The four of them got out. Anthony took Ayodele’s hand and Adaora ran around the car and grabbed Agu’s hand, and they scrambled away from the fight.
Adaora felt it. A sort of swell in the air.
Pressure.
“That one! See?” a man who’d been staring at one of the fights shouted, pointing in their direction. “See him? That boy!”
Boy ? Adaora wondered, meeting Agu’s eyes. Then Agu was looking past her, in the direction the man was pointing. Adaora turned to look, too.
The little boy stood nearby in a sea of people – men, women, children, everyone moving everywhere all at once. But he wasn’t moving, and no one leaned toward him or reached for him or even brushed close enough to touch him. And in the vehicle headlights, he seemed detached. Not quite there.

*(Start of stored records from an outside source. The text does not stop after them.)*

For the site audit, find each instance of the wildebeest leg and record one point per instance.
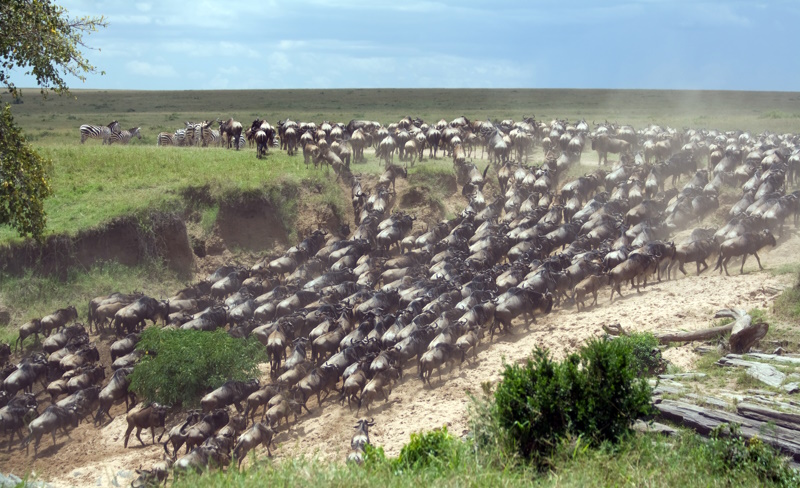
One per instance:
(758, 260)
(725, 265)
(128, 434)
(138, 435)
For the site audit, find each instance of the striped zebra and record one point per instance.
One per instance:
(125, 136)
(179, 138)
(99, 131)
(207, 135)
(193, 133)
(165, 139)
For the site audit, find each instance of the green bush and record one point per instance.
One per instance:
(436, 448)
(728, 451)
(180, 366)
(596, 395)
(644, 347)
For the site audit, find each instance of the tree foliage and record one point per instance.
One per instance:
(37, 36)
(180, 366)
(23, 180)
(596, 394)
(40, 37)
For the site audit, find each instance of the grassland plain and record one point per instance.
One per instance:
(95, 183)
(56, 119)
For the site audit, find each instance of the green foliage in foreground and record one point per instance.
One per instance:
(787, 305)
(436, 450)
(636, 460)
(596, 395)
(23, 181)
(180, 366)
(644, 347)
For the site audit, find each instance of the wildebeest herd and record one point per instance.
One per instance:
(350, 311)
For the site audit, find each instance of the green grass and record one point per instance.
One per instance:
(640, 460)
(34, 295)
(57, 118)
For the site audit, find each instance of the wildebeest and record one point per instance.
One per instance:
(231, 129)
(204, 429)
(32, 328)
(52, 419)
(519, 301)
(749, 243)
(255, 435)
(124, 346)
(104, 307)
(359, 440)
(231, 392)
(134, 315)
(148, 416)
(16, 414)
(201, 458)
(379, 386)
(590, 284)
(177, 434)
(58, 319)
(26, 374)
(113, 392)
(442, 354)
(636, 265)
(605, 144)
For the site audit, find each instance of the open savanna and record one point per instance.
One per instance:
(94, 184)
(55, 120)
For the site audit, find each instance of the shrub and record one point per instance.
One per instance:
(179, 366)
(436, 448)
(730, 452)
(596, 394)
(646, 354)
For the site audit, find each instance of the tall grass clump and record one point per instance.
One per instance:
(595, 395)
(788, 304)
(179, 366)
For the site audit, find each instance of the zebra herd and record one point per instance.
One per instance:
(195, 134)
(110, 133)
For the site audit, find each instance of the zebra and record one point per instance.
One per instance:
(193, 133)
(179, 138)
(208, 136)
(165, 139)
(99, 131)
(124, 136)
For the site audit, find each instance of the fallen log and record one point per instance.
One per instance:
(744, 332)
(703, 421)
(761, 371)
(756, 412)
(695, 335)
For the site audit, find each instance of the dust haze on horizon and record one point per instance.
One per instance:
(642, 44)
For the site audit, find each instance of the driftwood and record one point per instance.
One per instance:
(761, 371)
(773, 357)
(757, 412)
(704, 420)
(744, 333)
(695, 335)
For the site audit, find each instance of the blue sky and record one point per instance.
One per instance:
(662, 44)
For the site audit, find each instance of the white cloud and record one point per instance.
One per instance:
(142, 68)
(129, 19)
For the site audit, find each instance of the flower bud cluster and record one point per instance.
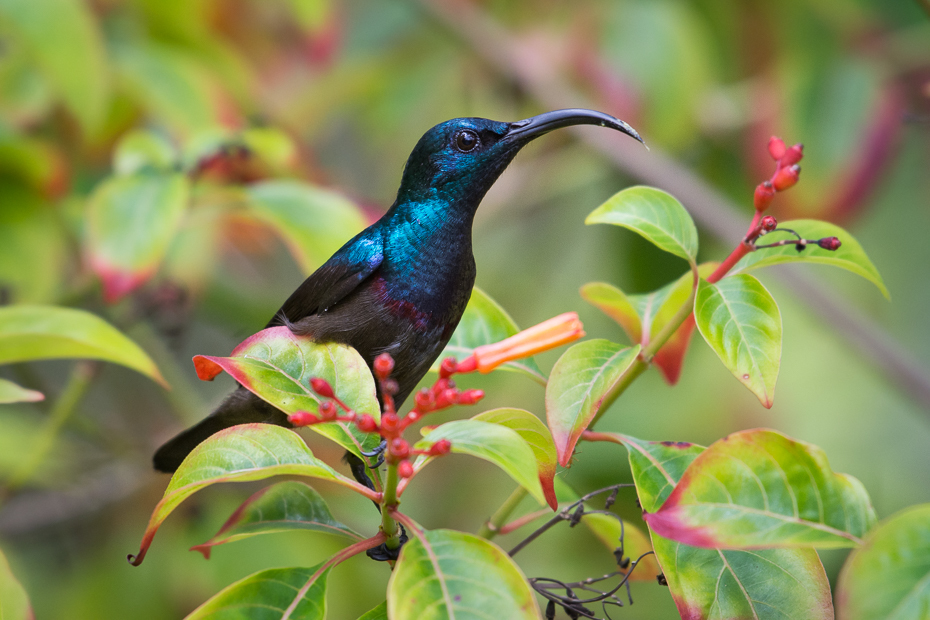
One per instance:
(391, 427)
(786, 172)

He wore brown trousers and a dirty dress shirt.
Why is that little boy all alone? Adaora wondered.
“He is one of them!” a woman cried. She wore jeans and a red blouse. Her short hair stood on end, she had no shoes, and she was wearing a sign around her neck that said “Repent. Lagos will never be destroyed!”
Fisayo was sure of what she was seeing. She had already seen plenty of them. He stood out as Satan would stand out in a sea of angels. He’d been there when the three people were snatched by the sea, just last night. The first victims. She had a good memory for faces.